## ResNet Implementation
[Paper: Deep Residual Learning for Image Recognition](https://arxiv.org/abs/1512.03385)

In [1]:
import torch
import torch.nn as nn
import torch.nn.functional as F

In [2]:
class BasicBlock(nn.Module):
    # Scale factor of the number of output channels
    expansion = 1
    def __init__(self, in_channels, out_channels, stride=1):
        super(BasicBlock, self).__init__()
        
        # Block 1
        self.conv1 = nn.Conv2d(in_channels, out_channels, kernel_size=3, stride=stride, padding=1, bias=False)
        self.bn1 = nn.BatchNorm2d(out_channels)

        # Block 2
        self.conv2 = nn.Conv2d(out_channels, out_channels * self.expansion, kernel_size=3, stride=stride, padding=1, bias=False)
        self.bn2 = nn.BatchNorm2d(out_channels * self.expansion)

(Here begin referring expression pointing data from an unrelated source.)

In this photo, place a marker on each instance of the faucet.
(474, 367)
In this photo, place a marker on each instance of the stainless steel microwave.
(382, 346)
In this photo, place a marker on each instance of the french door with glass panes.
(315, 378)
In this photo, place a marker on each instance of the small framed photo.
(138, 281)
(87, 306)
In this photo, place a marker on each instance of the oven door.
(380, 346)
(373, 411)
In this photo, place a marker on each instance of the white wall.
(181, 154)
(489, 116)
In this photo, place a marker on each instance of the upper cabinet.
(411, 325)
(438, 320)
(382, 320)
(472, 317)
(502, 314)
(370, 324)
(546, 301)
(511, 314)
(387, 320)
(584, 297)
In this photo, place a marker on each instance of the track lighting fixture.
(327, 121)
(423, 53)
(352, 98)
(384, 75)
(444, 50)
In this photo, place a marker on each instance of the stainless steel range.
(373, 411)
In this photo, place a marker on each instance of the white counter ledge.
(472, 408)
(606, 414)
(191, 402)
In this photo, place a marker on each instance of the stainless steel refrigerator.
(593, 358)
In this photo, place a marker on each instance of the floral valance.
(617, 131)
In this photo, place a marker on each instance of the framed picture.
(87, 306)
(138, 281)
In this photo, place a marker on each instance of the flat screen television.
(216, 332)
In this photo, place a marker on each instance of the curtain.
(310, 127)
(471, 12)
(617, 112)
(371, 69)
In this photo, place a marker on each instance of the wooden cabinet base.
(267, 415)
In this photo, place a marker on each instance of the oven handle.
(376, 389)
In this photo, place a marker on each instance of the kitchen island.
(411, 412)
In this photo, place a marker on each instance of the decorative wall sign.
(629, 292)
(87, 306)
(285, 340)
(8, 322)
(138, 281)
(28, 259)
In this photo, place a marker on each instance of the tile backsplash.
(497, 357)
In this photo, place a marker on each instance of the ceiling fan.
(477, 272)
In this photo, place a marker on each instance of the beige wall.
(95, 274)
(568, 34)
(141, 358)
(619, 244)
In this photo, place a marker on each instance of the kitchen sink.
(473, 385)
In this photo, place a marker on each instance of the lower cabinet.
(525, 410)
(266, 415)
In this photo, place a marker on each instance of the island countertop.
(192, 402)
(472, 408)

        self.shortcut = nn.Sequential()

        # Check if input and output channels are different
        if stride != 1 or in_channels != out_channels * self.expansion:
            self.shortcut = nn.Sequential(
                nn.Conv2d(in_channels, out_channels * self.expansion, kernel_size=1, stride=stride, bias=False),
                nn.BatchNorm2d(out_channels * self.expansion)
            )
        
    def forward(self, x):
        out = F.relu(self.bn1(self.conv1(x)))
        out = self.bn2(self.conv2(out))
        out += self.shortcut(x)
        out = F.relu(out)
        return out

In [3]:
class Bottleneck(nn.Module):
    # Scale factor of the number of output channels
    expansion = 4
    def __init__(self, in_channels, out_channels, stride=1):
        super(Bottleneck, self).__init__()
        
        # Block 1
        self.conv1 = nn.Conv2d(in_channels, out_channels, kernel_size=1, bias=False)
        self.bn1 = nn.BatchNorm2d(out_channels)

        # Block 2
        self.conv2 = nn.Conv2d(out_channels, out_channels, kernel_size=3, stride=stride, padding=1, bias=False)
        self.bn2 = nn.BatchNorm2d(out_channels)

        # Block 3
        self.conv3 = nn.Conv2d(out_channels, out_channels * self.expansion, kernel_size=1, bias=False)
        self.bn3 = nn.BatchNorm2d(out_channels * self.expansion)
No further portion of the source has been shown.